Review each medication individually:

  • How long the patient has been on the drug?
  • Establish dose, frequency, compliance.
  • Establish the patient’s view on the target or purpose of the drug - for example, ‘anxiety’.
  • Ask the patient to self-rate the symptom or problem which the medication is being used to treat — for example 8/10 anxiety.
  • If the medication is effectively controlling the problem (for example, self-rated anxiety 1/10), continue prescription at the lowest effective dose. Keep under regular review and stop if benefit is not sustained.
  • If the medication is not effectively controlling the problem (for example, self-rated anxiety 8/10), stop the drug. Some medications, such as benzodiazepines, may require a relatively slow downward titration and appropriate guidelines should be followed, for example those in the British National Formulary.
Aim to stop all ineffective medications as soon as is safely possible. A period of at least 3 months is advised before any further psychotropics are prescribed. Any further prescriptions should be under the terms of the outlined prescribing agreement.

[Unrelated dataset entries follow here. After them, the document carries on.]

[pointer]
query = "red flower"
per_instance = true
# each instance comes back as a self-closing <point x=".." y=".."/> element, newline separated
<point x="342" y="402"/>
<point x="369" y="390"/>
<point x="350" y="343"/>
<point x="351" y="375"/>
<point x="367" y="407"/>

Prescribing principles - prior to starting treatment

  • Explain that if the patient stops taking the drug for any reason, no alternative drug will be prescribed until the trial period has elapsed.
  • Agree how symptom change will be objectively measured. There are no specific tools for this purpose but improvement should be measurable in clearly operationalised terms. For example, if an SSRI is prescribed in an attempt to modify self-cutting behaviour, a specific target should be developed in collaboration with the patient before starting treatment. If the target specified is: “a reduction in the number of episodes of self-cutting in a seven day period”, then a baseline frequency is required against which to measure change. A diary card or similar would clearly be useful here. Less objectively measurable symptoms such as dysphoria can also be measured. This could be achieved by a simple ‘1 to 10’ self-rating of mood. Formal rating scales for depression are probably of little value for measuring this symptom unless the patient is actually suffering with clinical depression as opposed to dysphoria, because they measure the depressive syndrome rather than individual symptoms. Tools such as the BEST and CORE can measure overall progress but it is important to be mindful that any drug treatment should be targeted at a specific symptom (or related symptom cluster) and not the entire disorder.
  • Agree on a measure of improvement in the target symptom which will represent an acceptable outcome for the patient. For example, a reduction in dysphoria from 8/10 to 4/10.
  • The clinician and patient should then sign the prescribing agreement. This gives the patient the opportunity to give their informed consent to treatment and gives the prescriber written documentation to refer to at subsequent reviews.

The prescribing agreement can be found in the Appendix.

Prescribing principles - having started treatment

  • Prescribe within safety limits; consider weekly scripts.
  • Meet with the individual regularly to discuss response and side effects.
  • After agreed trial period, stop the drug if patient experiences no improvement.
  • If the patient decides for any reason to stop the medication before the agreed trial period ends, no other drug should be prescribed until that period has elapsed. This should be discussed with the patient before starting the drug and prior to signing the prescribing agreement.
  • At the end of the agreed period, review the self-recorded measure of the target symptom. If the agreed goal is met, continue the medication and regularly review its effect on the agreed treatment target. If the medication ceases to be effective it should be stopped.
  • Change doses gradually as individuals with personality disorder frequently complain of increased sensitivity to side effects and discontinuation effects.
  • Regularly review prescribed medication and aim to stop any unnecessary or ineffective treatments for either the personality disorder itself or any comorbidity.
  • Aim to keep drug treatment at the lowest effective dose for the shortest duration.